Bonnes pratiques comptables et de gouvernance:
- Ventiler les dépenses liées au sinistre (urgence, décontamination, remise en état) et la portion de franchise dans la comptabilité.
- Conserver les rapports et décisions au registre (PV du CA, avis aux copropriétaires, offre/règlement de l’assureur).
- Comparer l’option « payer soi-même » vs « déclarer à l’assureur » lorsque les travaux sont proches de la franchise. Cette décision doit s’appuyer sur la police, l’historique des sinistres et le conseil d’un professionnel.
Pour de l’accompagnement en gestion financière et assurance, voyez nos Services – Gestion financière.
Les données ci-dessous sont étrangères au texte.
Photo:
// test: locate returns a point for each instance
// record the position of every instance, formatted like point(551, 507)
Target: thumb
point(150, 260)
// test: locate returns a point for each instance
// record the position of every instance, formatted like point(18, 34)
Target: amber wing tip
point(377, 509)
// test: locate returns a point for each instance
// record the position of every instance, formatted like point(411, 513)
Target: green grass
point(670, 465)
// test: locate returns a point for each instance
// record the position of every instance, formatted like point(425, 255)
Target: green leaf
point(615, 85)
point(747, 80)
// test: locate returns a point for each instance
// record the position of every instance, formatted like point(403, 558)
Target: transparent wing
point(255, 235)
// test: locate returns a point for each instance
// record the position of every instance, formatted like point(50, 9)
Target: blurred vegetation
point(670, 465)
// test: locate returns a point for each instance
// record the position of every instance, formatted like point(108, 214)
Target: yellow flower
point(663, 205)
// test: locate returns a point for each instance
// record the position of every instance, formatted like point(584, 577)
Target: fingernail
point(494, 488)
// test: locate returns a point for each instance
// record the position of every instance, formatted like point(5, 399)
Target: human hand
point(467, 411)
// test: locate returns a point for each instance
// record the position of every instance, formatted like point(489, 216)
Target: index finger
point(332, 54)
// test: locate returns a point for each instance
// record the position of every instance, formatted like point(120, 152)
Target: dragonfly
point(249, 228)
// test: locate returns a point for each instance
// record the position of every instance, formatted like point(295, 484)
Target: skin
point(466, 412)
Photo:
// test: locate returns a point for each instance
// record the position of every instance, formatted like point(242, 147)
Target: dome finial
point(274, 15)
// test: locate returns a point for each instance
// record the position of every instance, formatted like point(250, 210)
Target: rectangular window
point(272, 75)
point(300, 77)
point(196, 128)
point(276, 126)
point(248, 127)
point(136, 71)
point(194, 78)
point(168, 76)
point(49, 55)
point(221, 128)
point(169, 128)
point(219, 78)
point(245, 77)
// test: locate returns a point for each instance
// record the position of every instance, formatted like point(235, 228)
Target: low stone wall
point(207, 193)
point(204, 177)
Prévenir les litiges: conseils pratiques pour le CA
- Préciser l’imputation de la franchise dans le règlement de l’immeuble, en conformité avec le C.c.Q., et diffuser une fiche explicative aux copropriétaires.
- Exiger et vérifier annuellement la preuve d’assurance responsabilité de chaque copropriétaire (idéalement avec l’avenant couvrant la franchise du syndicat).
- Mettre à jour l’EUC/carnet d’entretien et instaurer des inspections périodiques ciblées (chauffe-eau, clapets antiretour, scellants de balcons, colonnes d’évacuation, etc.).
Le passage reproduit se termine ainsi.